To this end, you could argue that telemedicine companies have an advantage because as mentioned above, they can recruit from a much wider pool of clinicians. However, they might struggle to provide an undifferentiated value proposition to clinician. Each telemedicine application is not that different than any other, and all telemedicine companies will offer the same core value proposition to clinicians of “working from home” and automating some of the admin/back-end. On the other hand, it’s possible that brick-and-mortar clinics might be able to build a brand and experience for clinicians that does create a differentiated retention advantage. For example, for clinicians that prefer to work in person (which appears to be a a decent proportion per the survey below), the ability to work out of a sleek office with a strong brand/reputation might be very compelling.

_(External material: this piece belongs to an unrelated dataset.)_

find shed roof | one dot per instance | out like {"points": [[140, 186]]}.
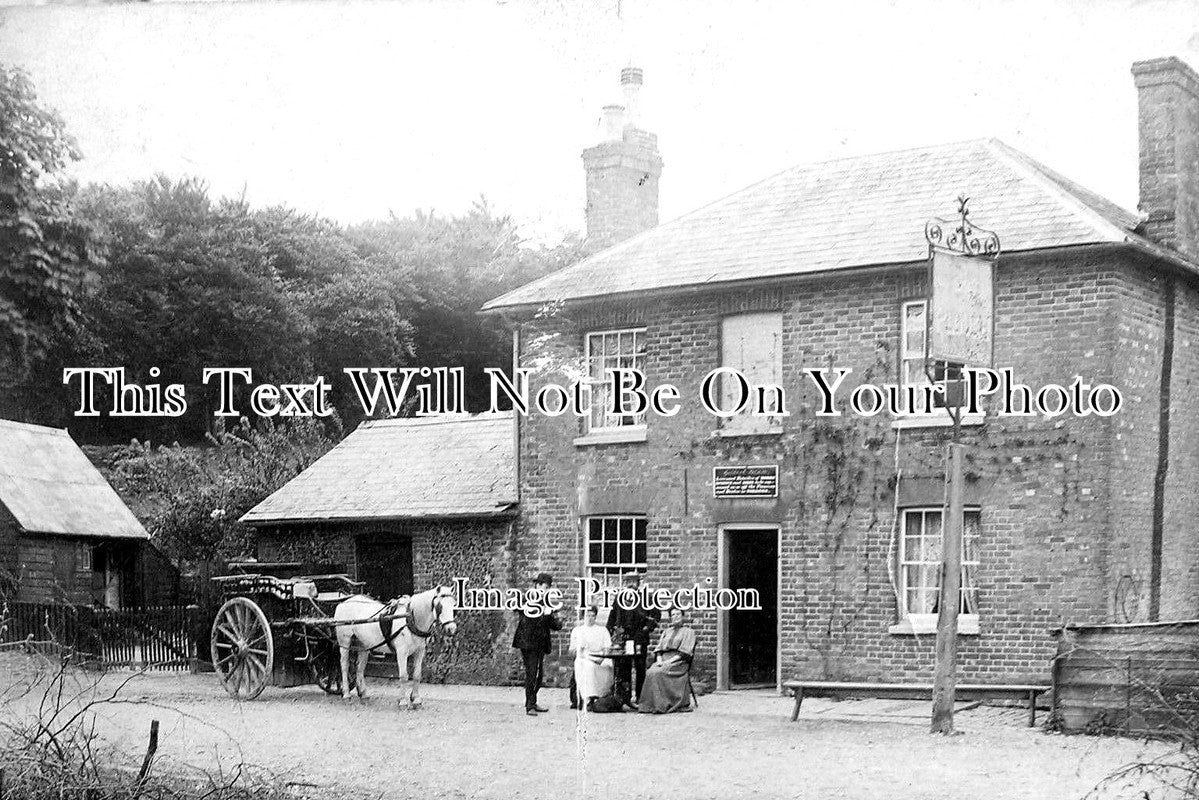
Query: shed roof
{"points": [[404, 469], [843, 214], [49, 486]]}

Physician Survey on Satisfaction Using Telehealth (via Covid-19 Healthcare Coalition):
These patient acquisition and potential clinician retention advantages should serve to help create a durable moat for brick-and-mortar healthcare services companies.
But if we take it a step further: an obvious conclusion is that a best-of-both-worlds hybrid approach - where you can expand clinician supply via telemedicine while benefitting from the captive demand of local foot-traffic, particularly in hard-to reach areas like Rural America - would be really interesting.
Here Comes the General
What company out there has massive footprint of brick-and-mortar locations that generate a lot of foot-traffic in towns across the USA, with a strong presence in rural areas? Here’s a hint - they just hired a Chief Medical Officer.
Dollar General is a fascinating company and its rise/continued momentum is a really interesting study into economic and cultural shifts that have taken place across the country (great coverage on this from ProPublica, NPR, WSJ).
The Company’s current store footprint exceeds 17,000 locations, which is almost 4x that of Walmart, while continuing to open thousands of new stores per year. This results in Dollar General stores being 10-15 minutes away for many small-town residents vs. Walmart/other retailers being 30+ minutes away. This is a tremendous advantage for the Company’s core retail business, but it also creates a really unique platform for delivery of healthcare services.
Imagine if over time, Dollar General could roll out a small-footprint in-store mini-clinic in each of its locations which would enable customers to walk-in for tele-visits with physicians. Those visits also benefit the Company by driving repeat visits and greater spend in stores, particularly if stores start to stock more healthcare related products. As the shift to value-based care continues and rural managed care gains steam (illustrated by the recent launches of groups like Main Street Health), a company like Dollar General could be well positioned to serve as a conduit to care for its effectively captive, clinician-starved customer base.
I recognize that it sounds a bit absurd. Even if it was feasible, it would take a looong time to reconfigure thousands of stores to accommodate even mini-clinic space, let alone figuring out the right technology stack/staffing/operational plan. Still, opening 1,000+ stores a year offers ample room for A/B testing these inputs.
Ultimately, there is a credible case that with decent execution, 15 years from now we could really be looking at a world where Dollar General is the nation’s leading healthcare provider.
In the meantime - and particularly in more densely populated areas - brick-and-mortar clinics will continue to have sustainable advantages against virtual-only peers, which should strengthen as competition in the telemedicine space increases.